И, как по приказу, затрещал рядом костер, заплясал по сучьям огонек бойкий. А Глеб ее на лапник усадил и полную миску ягод лесных протягивает:

– На-ка, ягодой лесной подкрепись, силы тебе вернуть надо.

Смотрит Глаша на ягодную россыпь, диву дается: и земляника здесь ароматная, которая едва поспевать начала, и брусника, соком налитая, которая под конец лета только появится, и малина, что осень любит. И откуда в солнцеворот такие ягоды?

– Кушай, милая, да отдыхать ложись. После все как есть расскажу, ничего не утаю. А теперь не время.

А Глаше и не про ягоды вовсе спросить хочется, другое в глаза узорами бросается, на языке крутится. Да только и правда не время сейчас для таких сказок, река все силы выпила, ягоду и ту жевать тяжко. Съела Глаша горсточку, растянулась на лапнике и уснула в одно мгновение. И не видела, не чуяла, как потянулись по земле узоры травянистые, заструились по запястьям плетеньем тонким, укутал ее лес колдовством, точно одеялом, убаюкал шелестом да журчанием. Затягиваться стали глубокие рваные царапины от когтей да клювов вороньих на лице и руках, засветились ступни изрезанные – все стереть, залечить старается лес древний, да только одни следы никак не смоет: на шее тонкой от рук человеческих.

Недобро сверкнули глаза Хожего, принялись пальцы травы жесткие рвать да в костер бросать, стали губы слова грозные шептать. Потянулись от костра ручьи туманные, растеклись по лесу, через реку к деревне бросились. Не увидать рассвета тем, кто на милую его руку поднял, не радоваться солнцу да лету жаркому. Насилу выдернул он любимую у смерти, но не оставит старуху с пустыми руками, троекратно отплатит.

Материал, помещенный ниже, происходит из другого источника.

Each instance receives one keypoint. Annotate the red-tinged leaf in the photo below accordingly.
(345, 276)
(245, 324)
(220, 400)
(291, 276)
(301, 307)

Захлебнулись волны в реке, затаился ветер в травах, замерла роща, листом не дрогнет, веткой не качнет. Недобрый солнцеворот выдался, богатая жатва у смерти будет.

Глава 18

А за гранью той вековечною,

Где со смертью жизнь перемешана,

Сказка с былью навеки смешаны,

Рощей темной в ночи повенчаны.

– Значит, не сказка это про ведьму и Хожего? – Давно уж проснулась Глаша, да все лежала, на звезды смотрела, спросить не решалась. – Правда это?

– А чем тебе сказка не правда? – усмехнулся Глеб, в костре палкой поворошил, потом поднялся и пересел поближе. – Сложно найти что-то правдивее сказки, Глаша. Не на пустом месте люди сказки сочиняют, жизнь свою описывают, чтобы через сотни лет пронести.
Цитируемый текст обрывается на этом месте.